The Irani Cup this season was supposed to be different from some years past. The players welcomed the switch to play the Irani Cup as the last game of the first-class season, with Rest of India taking on the domestic champions just days after the Ranji Trophy final. The administrators talked it up, and that this game was the final first-class match ahead of the Australia Tests added to the build-up. As events unfolded, there were big smiles, some of those in contention for selection having made an impression, but the game itself, comprising some of the best players in the country, was the same dispiriting, high-scoring, enthusiasm-sapping draw that has been the bane of first-class cricket in India.
The quality of pitches on offer over the years in Indian first-class cricket have rightly been criticised, but players haven't done much either to change things. This Irani Cup game is a prime example. Once Mumbai conceded the first-innings lead, they had every reason to be more aggressive in the second innings, try their best to give themselves a chance of fighting back to win a title they haven't won since 1997-98. Instead, despite picking up three wickets relatively early, it seemed they had given up hope after lunch on the fourth day.
Abhishek Nayar, leading Mumbai for the first time, took himself out of the attack at a time when he had the wood over Manoj Tiwary, and consigned Mumbai to their fate with 52 overs of harmless spin. Dhawal Kulkarni, whose name has figured as a possible Indian pace option, didn't bowl an over after lunch. Tiwary, Ambati Rayudu, and Suresh Raina smashed Ankeet Chavan and Vishal Dabholkar for 10 sixes, erased any pressure and all but ensured the title for their team. During the Ranji Trophy, such lack of intent, as Mumbai showed, is partly understandable, given the short window between matches, and the need to retain fast bowlers. But not in a one-off game having conceded a lead, with no fear of fatigue.
"At that point, I had already bowled eight overs into the spell and sometimes it takes a toll on your body," Nayar said after the game. "The bulk of the bowling was done by the fast bowlers [in the first innings]. So at some point the spinners had to put their hand up and bowl for us. At that point, the ball was swinging a lot and I thought I should have come on to bowl but I felt then that the spinners should have done the job for us." Fifty-two out of 60 overs after lunch, a span that just produced one wicket, on the fourth day was really pushing it.

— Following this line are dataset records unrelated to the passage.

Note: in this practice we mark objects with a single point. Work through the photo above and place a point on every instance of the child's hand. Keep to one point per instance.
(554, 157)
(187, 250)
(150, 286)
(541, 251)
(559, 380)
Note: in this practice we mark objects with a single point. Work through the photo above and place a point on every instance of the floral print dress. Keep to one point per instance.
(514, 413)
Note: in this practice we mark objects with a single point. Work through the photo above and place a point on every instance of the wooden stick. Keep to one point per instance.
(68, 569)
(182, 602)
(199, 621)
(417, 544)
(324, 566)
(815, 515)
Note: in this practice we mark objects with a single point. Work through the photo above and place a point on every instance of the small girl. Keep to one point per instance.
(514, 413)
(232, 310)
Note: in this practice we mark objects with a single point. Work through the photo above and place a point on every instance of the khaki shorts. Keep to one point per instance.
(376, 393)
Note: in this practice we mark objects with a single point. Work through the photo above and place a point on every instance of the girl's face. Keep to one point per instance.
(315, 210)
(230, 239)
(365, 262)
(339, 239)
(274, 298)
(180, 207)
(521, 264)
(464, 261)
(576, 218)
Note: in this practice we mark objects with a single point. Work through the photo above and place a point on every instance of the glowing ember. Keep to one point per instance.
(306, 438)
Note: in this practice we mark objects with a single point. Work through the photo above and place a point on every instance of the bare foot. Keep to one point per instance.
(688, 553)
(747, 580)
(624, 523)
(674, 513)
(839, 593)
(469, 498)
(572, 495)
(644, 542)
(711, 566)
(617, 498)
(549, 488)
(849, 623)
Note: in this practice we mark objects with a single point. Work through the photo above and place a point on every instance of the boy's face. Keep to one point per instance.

Rest of India did what most teams in the Ranji Trophy would have done. Having gained a lead of 117, they batted out Mumbai, and sealed an eighth straight Irani Cup title. They gave Mumbai 63 overs - the game was eventually called off with nine overs still remaining - to bat, hardly enough time to bowl them out with the batting team under no pressure to score, thereby reducing any serious chance of getting wickets. You would have been tempted to think the Irani Cup this year should prompt a different approach. Harbhajan Singh, Sreesanth, Ishwar Pandey, and Abhimanyu Mithun, all in contention for Test spots, should have been doing their best to impress the selectors, particularly after a first-innings performance during which they rarely troubled the batsmen, who dug their own hole for the most part.
Sporting declarations are a rarity in Indian cricket, but there was a compelling case for one in this match, not just to press for selections but win the title outright. The game, though, was dead when overnight batsmen Ambati Rayudu and Suresh Raina came out to bat on the final morning. Harbhajan defended the decision, saying the pitch was a difficult one on which to bowl a side out. "This is the kind of a match, where you know that if you take the first innings lead, you will win the game."

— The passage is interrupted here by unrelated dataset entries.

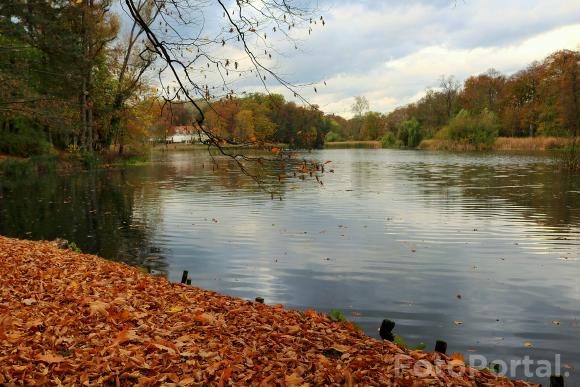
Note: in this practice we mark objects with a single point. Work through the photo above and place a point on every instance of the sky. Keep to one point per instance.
(391, 51)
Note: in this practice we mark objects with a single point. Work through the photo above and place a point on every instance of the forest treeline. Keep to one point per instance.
(73, 79)
(541, 100)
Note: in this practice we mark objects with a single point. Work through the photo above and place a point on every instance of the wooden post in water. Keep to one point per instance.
(556, 381)
(386, 330)
(441, 346)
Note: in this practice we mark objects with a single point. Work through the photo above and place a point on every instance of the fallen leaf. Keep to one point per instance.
(175, 309)
(98, 307)
(50, 358)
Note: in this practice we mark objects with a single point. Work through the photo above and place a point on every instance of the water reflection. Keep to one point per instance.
(396, 234)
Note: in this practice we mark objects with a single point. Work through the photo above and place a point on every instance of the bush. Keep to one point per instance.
(476, 129)
(333, 137)
(24, 139)
(410, 133)
(389, 140)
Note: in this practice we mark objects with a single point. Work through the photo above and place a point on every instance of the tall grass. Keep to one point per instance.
(531, 143)
(500, 144)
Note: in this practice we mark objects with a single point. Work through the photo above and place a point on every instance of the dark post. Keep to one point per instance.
(386, 330)
(184, 276)
(556, 381)
(441, 346)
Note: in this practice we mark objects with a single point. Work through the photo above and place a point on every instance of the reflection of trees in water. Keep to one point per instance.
(114, 213)
(177, 169)
(96, 210)
(537, 192)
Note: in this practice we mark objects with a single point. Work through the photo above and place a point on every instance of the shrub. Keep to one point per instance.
(24, 139)
(333, 137)
(389, 140)
(410, 133)
(476, 129)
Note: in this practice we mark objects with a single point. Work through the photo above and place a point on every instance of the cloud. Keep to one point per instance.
(391, 51)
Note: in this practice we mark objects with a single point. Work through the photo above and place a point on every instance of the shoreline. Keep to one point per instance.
(77, 318)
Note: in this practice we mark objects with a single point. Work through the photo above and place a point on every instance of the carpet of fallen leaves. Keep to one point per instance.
(69, 318)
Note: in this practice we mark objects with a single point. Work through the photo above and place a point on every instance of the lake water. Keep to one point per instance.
(482, 250)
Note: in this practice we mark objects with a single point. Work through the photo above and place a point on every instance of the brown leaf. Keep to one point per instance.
(50, 358)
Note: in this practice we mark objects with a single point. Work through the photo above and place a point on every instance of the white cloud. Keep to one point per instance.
(403, 80)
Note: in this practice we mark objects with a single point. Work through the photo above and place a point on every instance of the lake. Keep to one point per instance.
(481, 250)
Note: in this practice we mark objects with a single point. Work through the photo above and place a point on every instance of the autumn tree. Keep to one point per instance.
(207, 61)
(450, 88)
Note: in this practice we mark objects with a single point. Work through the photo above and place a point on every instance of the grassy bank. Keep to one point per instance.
(71, 318)
(67, 162)
(500, 144)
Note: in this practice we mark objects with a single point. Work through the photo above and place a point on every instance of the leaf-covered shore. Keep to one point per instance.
(69, 318)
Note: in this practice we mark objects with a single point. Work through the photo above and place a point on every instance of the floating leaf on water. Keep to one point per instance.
(175, 309)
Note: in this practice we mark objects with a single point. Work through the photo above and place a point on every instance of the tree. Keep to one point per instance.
(483, 92)
(130, 60)
(360, 105)
(197, 63)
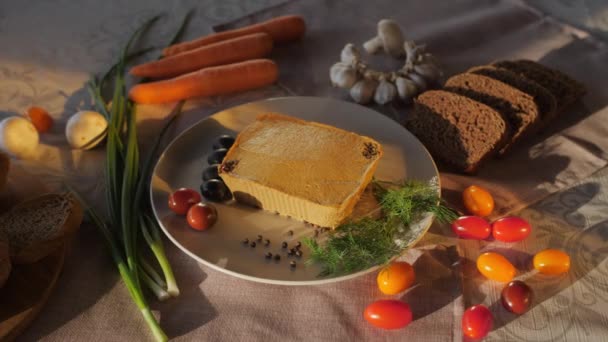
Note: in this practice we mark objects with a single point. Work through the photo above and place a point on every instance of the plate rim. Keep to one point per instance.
(320, 281)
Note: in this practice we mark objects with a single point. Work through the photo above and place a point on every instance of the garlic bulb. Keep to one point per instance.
(428, 71)
(406, 88)
(18, 137)
(385, 92)
(343, 75)
(86, 129)
(363, 91)
(350, 54)
(421, 84)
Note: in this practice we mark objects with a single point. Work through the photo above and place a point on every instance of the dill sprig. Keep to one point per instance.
(355, 246)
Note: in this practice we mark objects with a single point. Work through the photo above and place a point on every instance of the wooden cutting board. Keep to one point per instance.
(28, 286)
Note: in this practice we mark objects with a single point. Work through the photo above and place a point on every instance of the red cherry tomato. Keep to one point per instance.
(395, 278)
(511, 229)
(478, 201)
(182, 199)
(477, 322)
(201, 216)
(388, 314)
(40, 118)
(471, 227)
(516, 297)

The malaise is a result of a trend that's led to second-innings runs on the domestic circuit being increasingly devalued, with a first-innings lead reducing the remainder of the game to a virtual non-event. The Irani Cup, much as the first Ranji game this season between Mumbai and Railways, had plenty of star value and was happening at a time when selectors were about to pick India's squad for a major series. Here, the incentive to deliver was greater for bowlers competing for a place in an India attack that is an open field, with the Test 12 days away, and the teams generally in what was a one-off game. But Mumbai and Rest of India each played their part in undermining its significance.